This is the default behavior and hence a no-op.
- --best
- alias to the option -9.
Employing environment variables to set parameters has security
implications. Therefore, this avenue is intentionally limited. Only
ZSTD_CLEVEL and ZSTD_NBTHREADS are currently supported. They
set the default compression level and number of threads to use during
compression, respectively.
ZSTD_CLEVEL can be used to set the level between 1 and 19
(the "normal" range). If the value of ZSTD_CLEVEL is not a
valid integer, it will be ignored with a warning message. ZSTD_CLEVEL
just replaces the default compression level (3).
ZSTD_NBTHREADS can be used to set the number of threads
zstd will attempt to use during compression. If the value of
ZSTD_NBTHREADS is not a valid unsigned integer, it will be ignored
with a warning message. ZSTD_NBTHREADS has a default value of
(1), and is capped at ZSTDMT_NBWORKERS_MAX==200. zstd must be
compiled with multithread support for this variable to have any effect.
They can both be overridden by corresponding command line
arguments: -# for compression level and -T# for number of
compression threads.
zstd provides 22 predefined regular compression levels plus
the fast levels. A compression level is translated internally into multiple
advanced parameters that control the behavior of the compressor (one can
observe the result of this translation with --show-default-cparams).
These advanced parameters can be overridden using advanced compression
options.
--zstd[=options]:
The options are provided as a comma-separated list. You may
specify only the options you want to change and the rest will be taken from
the selected or default compression level.
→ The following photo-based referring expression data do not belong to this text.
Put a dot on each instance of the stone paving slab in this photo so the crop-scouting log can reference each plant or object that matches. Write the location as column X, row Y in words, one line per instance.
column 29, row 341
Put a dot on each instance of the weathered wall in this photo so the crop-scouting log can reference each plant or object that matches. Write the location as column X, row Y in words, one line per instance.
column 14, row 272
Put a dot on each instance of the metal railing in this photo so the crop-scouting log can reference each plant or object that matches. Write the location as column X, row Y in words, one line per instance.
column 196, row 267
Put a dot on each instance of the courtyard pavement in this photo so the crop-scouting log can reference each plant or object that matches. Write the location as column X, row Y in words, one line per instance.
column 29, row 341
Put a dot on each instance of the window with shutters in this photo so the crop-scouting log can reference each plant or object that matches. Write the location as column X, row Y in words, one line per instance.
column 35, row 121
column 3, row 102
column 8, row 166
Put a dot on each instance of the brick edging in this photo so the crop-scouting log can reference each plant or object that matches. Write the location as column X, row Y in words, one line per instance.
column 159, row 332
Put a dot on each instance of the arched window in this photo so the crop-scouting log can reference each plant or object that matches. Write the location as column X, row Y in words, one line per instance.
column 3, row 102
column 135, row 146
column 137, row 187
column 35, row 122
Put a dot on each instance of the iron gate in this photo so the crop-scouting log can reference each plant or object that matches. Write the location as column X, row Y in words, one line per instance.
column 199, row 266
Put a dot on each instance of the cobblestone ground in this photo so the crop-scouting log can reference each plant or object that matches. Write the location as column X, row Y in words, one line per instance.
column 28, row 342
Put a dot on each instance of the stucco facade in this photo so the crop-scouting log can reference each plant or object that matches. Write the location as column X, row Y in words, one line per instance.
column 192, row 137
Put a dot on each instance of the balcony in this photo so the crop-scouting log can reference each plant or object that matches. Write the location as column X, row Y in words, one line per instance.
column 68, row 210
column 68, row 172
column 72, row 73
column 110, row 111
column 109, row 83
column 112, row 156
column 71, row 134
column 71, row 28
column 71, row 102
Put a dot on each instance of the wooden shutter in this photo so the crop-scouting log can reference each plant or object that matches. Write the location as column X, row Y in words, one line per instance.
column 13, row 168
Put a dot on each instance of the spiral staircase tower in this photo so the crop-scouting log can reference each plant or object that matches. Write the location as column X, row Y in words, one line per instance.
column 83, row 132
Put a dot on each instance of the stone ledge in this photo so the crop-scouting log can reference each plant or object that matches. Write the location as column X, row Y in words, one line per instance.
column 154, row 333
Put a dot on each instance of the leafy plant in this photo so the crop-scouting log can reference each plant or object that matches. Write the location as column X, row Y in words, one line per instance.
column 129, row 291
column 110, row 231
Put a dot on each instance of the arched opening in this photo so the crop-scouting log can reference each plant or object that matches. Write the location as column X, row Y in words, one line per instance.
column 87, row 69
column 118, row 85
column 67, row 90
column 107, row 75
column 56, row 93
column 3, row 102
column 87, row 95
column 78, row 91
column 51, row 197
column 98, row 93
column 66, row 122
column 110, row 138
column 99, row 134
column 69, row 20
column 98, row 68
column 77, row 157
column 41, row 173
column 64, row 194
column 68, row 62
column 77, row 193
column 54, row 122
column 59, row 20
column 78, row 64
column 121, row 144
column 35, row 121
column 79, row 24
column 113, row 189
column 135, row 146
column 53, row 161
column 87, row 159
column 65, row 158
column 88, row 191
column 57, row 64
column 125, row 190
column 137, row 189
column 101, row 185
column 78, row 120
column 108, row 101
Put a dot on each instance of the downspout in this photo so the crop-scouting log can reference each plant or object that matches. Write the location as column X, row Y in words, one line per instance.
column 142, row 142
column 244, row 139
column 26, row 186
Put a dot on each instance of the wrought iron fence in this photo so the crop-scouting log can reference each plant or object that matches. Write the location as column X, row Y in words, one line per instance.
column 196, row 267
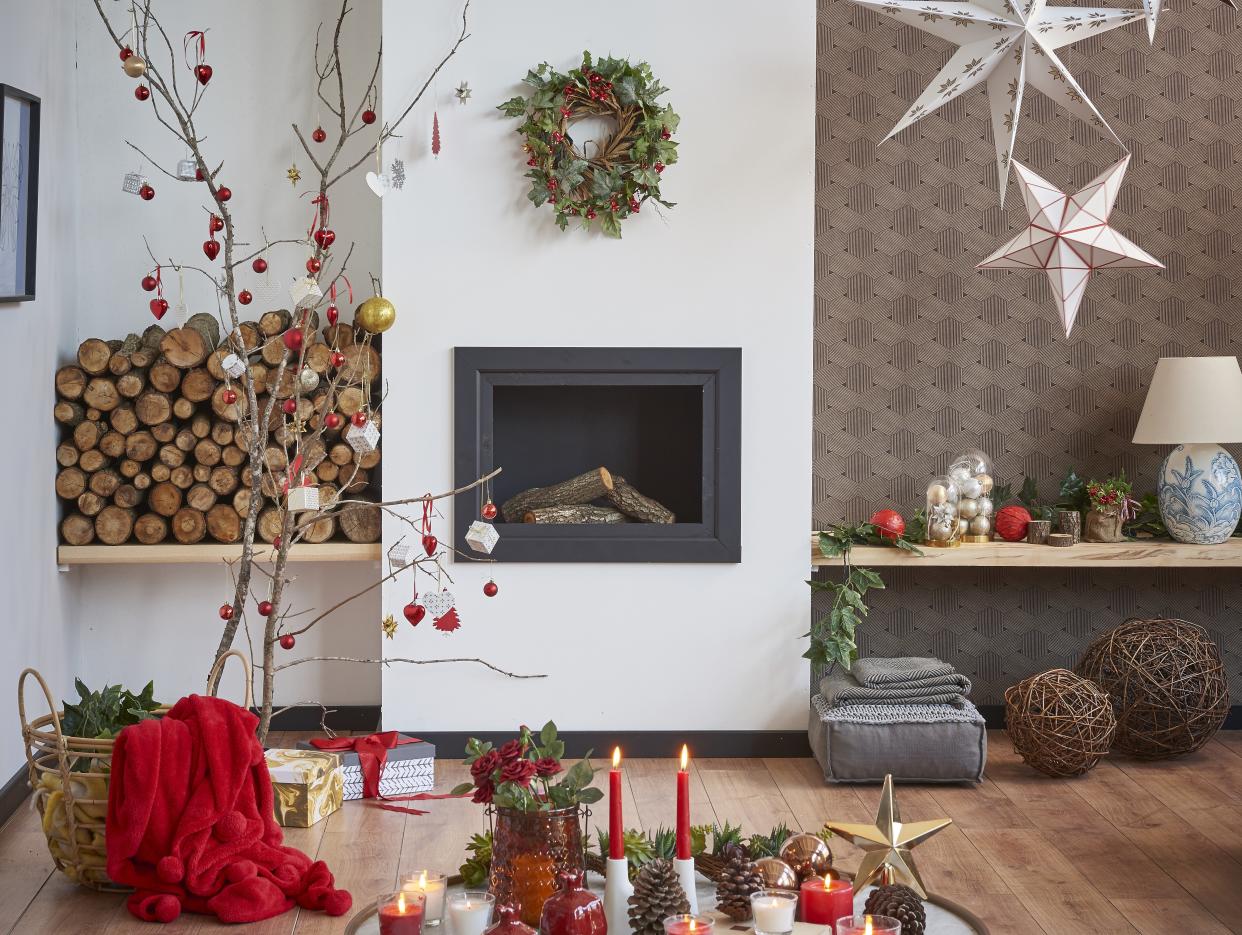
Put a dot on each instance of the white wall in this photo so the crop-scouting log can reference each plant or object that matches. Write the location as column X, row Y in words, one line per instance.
column 470, row 262
column 37, row 627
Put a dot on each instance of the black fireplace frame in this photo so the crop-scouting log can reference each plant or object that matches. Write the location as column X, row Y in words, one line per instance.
column 477, row 371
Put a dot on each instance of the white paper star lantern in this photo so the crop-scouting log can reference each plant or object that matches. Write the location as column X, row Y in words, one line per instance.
column 1069, row 236
column 1009, row 46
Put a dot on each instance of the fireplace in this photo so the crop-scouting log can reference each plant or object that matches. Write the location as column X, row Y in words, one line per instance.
column 662, row 421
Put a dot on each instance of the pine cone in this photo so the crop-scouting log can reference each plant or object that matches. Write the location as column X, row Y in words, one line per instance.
column 740, row 878
column 901, row 903
column 657, row 894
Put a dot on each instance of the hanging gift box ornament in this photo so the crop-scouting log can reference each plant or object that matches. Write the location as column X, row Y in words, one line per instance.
column 482, row 537
column 442, row 607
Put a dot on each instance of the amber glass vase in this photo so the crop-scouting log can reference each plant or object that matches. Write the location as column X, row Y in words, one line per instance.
column 528, row 852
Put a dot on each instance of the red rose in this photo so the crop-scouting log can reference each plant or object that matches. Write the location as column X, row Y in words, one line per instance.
column 519, row 771
column 547, row 766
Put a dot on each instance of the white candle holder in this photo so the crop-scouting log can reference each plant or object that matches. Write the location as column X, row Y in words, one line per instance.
column 686, row 877
column 617, row 890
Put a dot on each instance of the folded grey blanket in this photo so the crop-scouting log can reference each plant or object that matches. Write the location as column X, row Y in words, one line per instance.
column 842, row 688
column 898, row 669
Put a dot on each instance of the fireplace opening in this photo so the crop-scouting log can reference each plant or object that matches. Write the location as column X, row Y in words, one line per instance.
column 639, row 446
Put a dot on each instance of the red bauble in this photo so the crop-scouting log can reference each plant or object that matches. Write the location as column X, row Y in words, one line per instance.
column 888, row 523
column 1011, row 523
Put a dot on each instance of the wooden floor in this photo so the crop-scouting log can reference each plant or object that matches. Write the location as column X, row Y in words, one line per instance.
column 1130, row 847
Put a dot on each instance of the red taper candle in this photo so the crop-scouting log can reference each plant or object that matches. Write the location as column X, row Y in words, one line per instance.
column 616, row 832
column 683, row 807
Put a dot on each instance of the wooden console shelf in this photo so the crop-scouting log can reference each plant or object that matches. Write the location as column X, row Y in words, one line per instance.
column 208, row 553
column 1096, row 555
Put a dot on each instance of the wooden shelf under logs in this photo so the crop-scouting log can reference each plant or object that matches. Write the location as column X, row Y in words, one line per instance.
column 211, row 553
column 1091, row 555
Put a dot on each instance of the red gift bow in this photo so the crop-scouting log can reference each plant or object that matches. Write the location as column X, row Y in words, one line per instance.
column 371, row 755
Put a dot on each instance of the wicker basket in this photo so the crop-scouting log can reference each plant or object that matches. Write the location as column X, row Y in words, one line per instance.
column 70, row 780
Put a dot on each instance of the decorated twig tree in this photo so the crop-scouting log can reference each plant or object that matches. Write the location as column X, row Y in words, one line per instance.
column 286, row 435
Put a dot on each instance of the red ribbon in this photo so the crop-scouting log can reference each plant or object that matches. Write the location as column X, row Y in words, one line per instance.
column 371, row 755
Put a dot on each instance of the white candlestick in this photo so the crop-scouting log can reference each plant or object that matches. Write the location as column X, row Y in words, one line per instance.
column 471, row 912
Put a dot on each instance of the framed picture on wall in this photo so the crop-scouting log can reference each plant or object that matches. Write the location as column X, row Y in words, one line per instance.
column 19, row 193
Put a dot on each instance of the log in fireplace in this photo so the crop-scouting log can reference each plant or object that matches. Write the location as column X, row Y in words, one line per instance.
column 626, row 437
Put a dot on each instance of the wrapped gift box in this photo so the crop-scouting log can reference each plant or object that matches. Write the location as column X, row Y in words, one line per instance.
column 409, row 769
column 307, row 785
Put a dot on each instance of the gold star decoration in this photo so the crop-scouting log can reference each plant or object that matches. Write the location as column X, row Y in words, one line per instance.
column 887, row 844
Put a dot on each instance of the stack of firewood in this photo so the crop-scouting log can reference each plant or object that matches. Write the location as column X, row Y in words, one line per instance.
column 153, row 447
column 598, row 496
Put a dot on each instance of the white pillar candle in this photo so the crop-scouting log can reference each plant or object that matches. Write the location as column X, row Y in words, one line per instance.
column 470, row 913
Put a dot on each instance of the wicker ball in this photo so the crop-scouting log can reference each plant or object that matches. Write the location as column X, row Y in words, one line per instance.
column 1060, row 722
column 1166, row 683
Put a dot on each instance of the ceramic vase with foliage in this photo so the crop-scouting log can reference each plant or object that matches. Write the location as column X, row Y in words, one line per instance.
column 537, row 806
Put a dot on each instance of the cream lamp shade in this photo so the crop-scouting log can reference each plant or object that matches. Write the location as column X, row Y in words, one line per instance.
column 1192, row 400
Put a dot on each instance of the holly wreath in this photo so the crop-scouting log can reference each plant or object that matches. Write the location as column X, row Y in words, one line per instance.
column 624, row 170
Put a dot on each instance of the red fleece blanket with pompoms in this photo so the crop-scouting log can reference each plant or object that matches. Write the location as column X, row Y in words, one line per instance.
column 190, row 822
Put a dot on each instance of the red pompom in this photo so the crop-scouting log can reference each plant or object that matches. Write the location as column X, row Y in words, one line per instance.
column 1011, row 523
column 888, row 523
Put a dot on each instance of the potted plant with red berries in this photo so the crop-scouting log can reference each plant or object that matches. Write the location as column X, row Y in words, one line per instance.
column 537, row 805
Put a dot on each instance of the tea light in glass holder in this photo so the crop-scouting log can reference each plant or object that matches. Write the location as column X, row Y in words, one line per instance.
column 432, row 885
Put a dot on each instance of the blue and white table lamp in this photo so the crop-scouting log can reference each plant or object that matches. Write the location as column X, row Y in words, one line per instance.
column 1196, row 404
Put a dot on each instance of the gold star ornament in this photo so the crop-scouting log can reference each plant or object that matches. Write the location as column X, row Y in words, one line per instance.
column 887, row 844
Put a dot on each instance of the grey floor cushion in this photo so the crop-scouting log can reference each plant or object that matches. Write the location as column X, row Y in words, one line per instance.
column 929, row 743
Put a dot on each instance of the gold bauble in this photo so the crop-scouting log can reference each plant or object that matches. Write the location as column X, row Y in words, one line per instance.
column 776, row 873
column 134, row 66
column 809, row 854
column 375, row 316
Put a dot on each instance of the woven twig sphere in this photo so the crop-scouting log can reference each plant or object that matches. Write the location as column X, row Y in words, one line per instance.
column 1166, row 683
column 1058, row 722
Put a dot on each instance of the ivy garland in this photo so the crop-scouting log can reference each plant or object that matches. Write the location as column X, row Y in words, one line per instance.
column 622, row 170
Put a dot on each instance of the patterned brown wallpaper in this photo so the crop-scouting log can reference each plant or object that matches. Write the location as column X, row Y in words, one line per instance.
column 918, row 355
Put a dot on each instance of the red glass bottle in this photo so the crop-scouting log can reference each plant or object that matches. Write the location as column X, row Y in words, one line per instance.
column 573, row 910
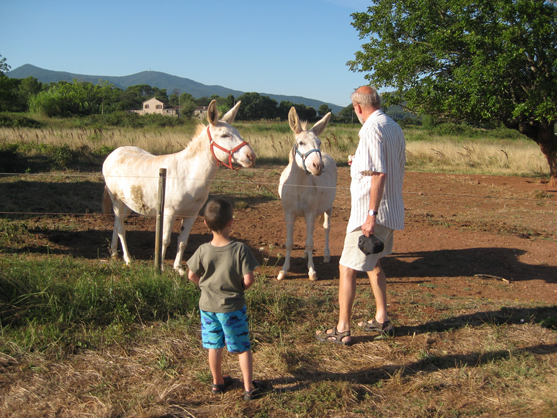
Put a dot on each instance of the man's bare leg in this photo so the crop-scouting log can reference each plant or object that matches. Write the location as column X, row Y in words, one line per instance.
column 346, row 296
column 378, row 282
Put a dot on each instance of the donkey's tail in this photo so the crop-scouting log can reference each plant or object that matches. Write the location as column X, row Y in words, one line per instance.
column 107, row 202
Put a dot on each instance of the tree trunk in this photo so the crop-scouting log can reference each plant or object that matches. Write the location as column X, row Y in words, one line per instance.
column 547, row 140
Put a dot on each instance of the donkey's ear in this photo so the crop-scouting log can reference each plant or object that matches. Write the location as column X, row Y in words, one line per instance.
column 294, row 120
column 231, row 114
column 320, row 126
column 213, row 113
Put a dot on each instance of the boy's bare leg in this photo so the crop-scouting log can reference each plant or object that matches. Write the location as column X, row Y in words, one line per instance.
column 215, row 364
column 246, row 365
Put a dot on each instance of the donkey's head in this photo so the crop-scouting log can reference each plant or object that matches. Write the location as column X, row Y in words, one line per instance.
column 227, row 145
column 306, row 152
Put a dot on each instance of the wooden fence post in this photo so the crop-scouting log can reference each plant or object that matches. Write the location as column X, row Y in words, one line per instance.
column 160, row 219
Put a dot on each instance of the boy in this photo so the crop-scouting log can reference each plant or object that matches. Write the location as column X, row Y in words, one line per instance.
column 223, row 270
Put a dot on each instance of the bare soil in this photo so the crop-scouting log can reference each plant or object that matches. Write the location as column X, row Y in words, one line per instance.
column 474, row 247
column 465, row 235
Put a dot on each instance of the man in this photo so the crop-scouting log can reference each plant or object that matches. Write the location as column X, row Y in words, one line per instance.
column 377, row 172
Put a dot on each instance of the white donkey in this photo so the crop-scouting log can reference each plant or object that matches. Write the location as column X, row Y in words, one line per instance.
column 307, row 188
column 131, row 176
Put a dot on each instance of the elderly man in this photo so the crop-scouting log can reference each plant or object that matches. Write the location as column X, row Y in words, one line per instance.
column 377, row 172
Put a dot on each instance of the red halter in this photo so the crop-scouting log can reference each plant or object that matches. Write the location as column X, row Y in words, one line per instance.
column 232, row 151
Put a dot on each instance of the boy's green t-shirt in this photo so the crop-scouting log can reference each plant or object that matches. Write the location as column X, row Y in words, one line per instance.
column 221, row 271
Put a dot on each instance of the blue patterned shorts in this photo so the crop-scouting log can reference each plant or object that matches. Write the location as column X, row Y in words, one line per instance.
column 231, row 328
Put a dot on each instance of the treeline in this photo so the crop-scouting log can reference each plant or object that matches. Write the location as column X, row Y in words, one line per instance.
column 77, row 98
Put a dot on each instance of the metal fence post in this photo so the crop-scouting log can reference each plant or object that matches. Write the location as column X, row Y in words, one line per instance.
column 160, row 218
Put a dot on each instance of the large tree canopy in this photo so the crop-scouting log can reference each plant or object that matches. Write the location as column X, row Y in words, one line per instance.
column 466, row 60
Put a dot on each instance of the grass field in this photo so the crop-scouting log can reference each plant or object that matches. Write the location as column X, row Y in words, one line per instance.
column 85, row 336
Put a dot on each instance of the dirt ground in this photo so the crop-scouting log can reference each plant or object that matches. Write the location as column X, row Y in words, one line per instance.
column 481, row 236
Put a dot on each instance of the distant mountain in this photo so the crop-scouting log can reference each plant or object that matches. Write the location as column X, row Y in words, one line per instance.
column 154, row 79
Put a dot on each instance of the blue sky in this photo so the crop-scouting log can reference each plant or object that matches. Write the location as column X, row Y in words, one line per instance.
column 289, row 47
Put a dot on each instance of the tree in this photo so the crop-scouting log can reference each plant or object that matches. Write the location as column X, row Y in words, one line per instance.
column 257, row 107
column 3, row 66
column 462, row 60
column 74, row 99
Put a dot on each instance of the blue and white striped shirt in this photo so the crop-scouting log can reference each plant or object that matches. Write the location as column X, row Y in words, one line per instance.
column 381, row 149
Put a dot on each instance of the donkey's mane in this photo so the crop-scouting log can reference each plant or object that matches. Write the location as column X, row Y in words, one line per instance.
column 304, row 125
column 196, row 144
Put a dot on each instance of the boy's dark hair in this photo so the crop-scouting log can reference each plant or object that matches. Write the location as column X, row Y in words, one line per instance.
column 218, row 212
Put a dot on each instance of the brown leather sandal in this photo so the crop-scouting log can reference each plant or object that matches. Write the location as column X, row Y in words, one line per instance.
column 334, row 337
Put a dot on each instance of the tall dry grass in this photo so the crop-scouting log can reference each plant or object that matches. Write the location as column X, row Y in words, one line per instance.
column 273, row 142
The list of available
options:
- strategy=strat,
strat=strat
- Specify a strategy used by a match finder.
- There are 9 strategies numbered from 1 to 9, from fastest to strongest:
1=ZSTD_fast, 2=ZSTD_dfast, 3=ZSTD_greedy,
4=ZSTD_lazy, 5=ZSTD_lazy2, 6=ZSTD_btlazy2,
7=ZSTD_btopt, 8=ZSTD_btultra, 9=ZSTD_btultra2.
- windowLog=wlog,
wlog=wlog
- Specify the maximum number of bits for a match distance.
- The higher number of increases the chance to find a match which usually
improves compression ratio. It also increases memory requirements for the
compressor and decompressor. The minimum wlog is 10 (1 KiB) and the
maximum is 30 (1 GiB) on 32-bit platforms and 31 (2 GiB) on 64-bit
platforms.
- Note: If windowLog is set to larger than 27,
--long=windowLog or --memory=windowSize needs to be passed
to the decompressor.
- hashLog=hlog,
hlog=hlog
- Specify the maximum number of bits for a hash table.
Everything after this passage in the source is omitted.